Les rassemblements nazis apparaissent comme de véritables cérémonies sacrées qui marquent tous les témoins, qu’ils soient adversaires ou sympathisants du régime. Ils rapportent la religiosité attachée aux cérémonies, capables de déclencher à la fois l’ivresse collective et la communion des participants. « La résurgence du sacré semble ici évidente : culte du sang, de l’arbre, du feu, de la nuit, appel aux forces telluriques renvoient aux manifestations de la fête la plus archaïque, amplifiées par les moyens modernes. [17] » Ces rassemblements révèlent ainsi une autre dimension religieuse du totalitarisme : sa dimension « communielle ». En effet, la ferveur totalitaire ne peut se réaliser pleinement que dans la communion, c’est-à-dire « un degré supérieur de fusion des consciences dans le “nous” ». L’intensité de la communion lie les individus entre eux : « Cela ressort de la visée même de l’expérience religieuse, qu’on appelle visée de l’absolu ou préoccupation ultime [18]. »

À ces rites communiels marquant les cérémonies annuelles, les nazis veulent ajouter des « rites de passage » destinés à remplacer les cérémonies chrétiennes scandant les grands moments de la vie : naissance, passage à l’âge adulte, mariage, mort. Ces « rites de passage » ont concerné en premier lieu les SS et n’ont pour la plupart pas eu le temps de s’étendre à l’ensemble de la société. Lors des cérémonies rituelles de passage qui ont ainsi eu lieu, un véritable syncrétisme s’est opéré entre rituel chrétien, archaïsme germanique et références à l’idéologie nazie [19].
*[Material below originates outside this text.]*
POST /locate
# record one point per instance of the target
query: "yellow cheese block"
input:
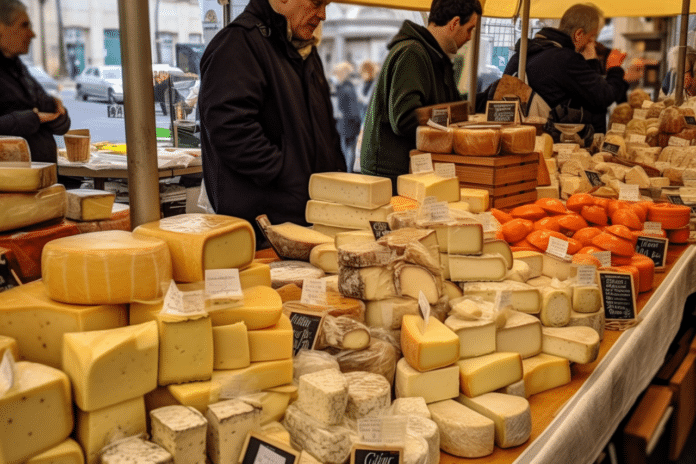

B/ La ritualisation des purges et la réification de l’être humain

D’une certaine manière, les procès staliniens appartiennent aussi au rituel totalitaire, élevé à la puissance de l’absurde. Le rite des procès fait passer pour réel un irrationnel complet. Ils relèvent en quelque sorte du miracle : on assiste à une scène que l’on sait irréelle et pourtant s’opère une fascination.

Les juges d’instruction savaient que les confessions étaient inventées, ils ne pouvaient pas croire aux confessions qu’ils affectaient de prendre au sérieux. Ceux qui avouaient savaient que leurs enquêteurs ne les croyaient pas. Celui qui avait mis en scène l’ensemble de ces procès ne pouvait pas ne pas savoir que lui-même avait donné l’ordre de créer ce monde surréel. Et pourtant la puissance d’un État et d’une police faisait que le monde entier s’interrogeait sur la réalité de cette irréalité. Personne n’était entièrement dupe, mais peu avaient le courage de dire en anglais nonsense ou en français « mensonge ! mensonge ! mensonge ! ». Et, fait plus étonnant encore, ce monde de fictions macabres n’était pas purement ignoble ou odieux. D’une certaine façon, il attirait ou, en tout cas, il fascinait parce que tout y avait une signification, rien n’arrivait par hasard. [20]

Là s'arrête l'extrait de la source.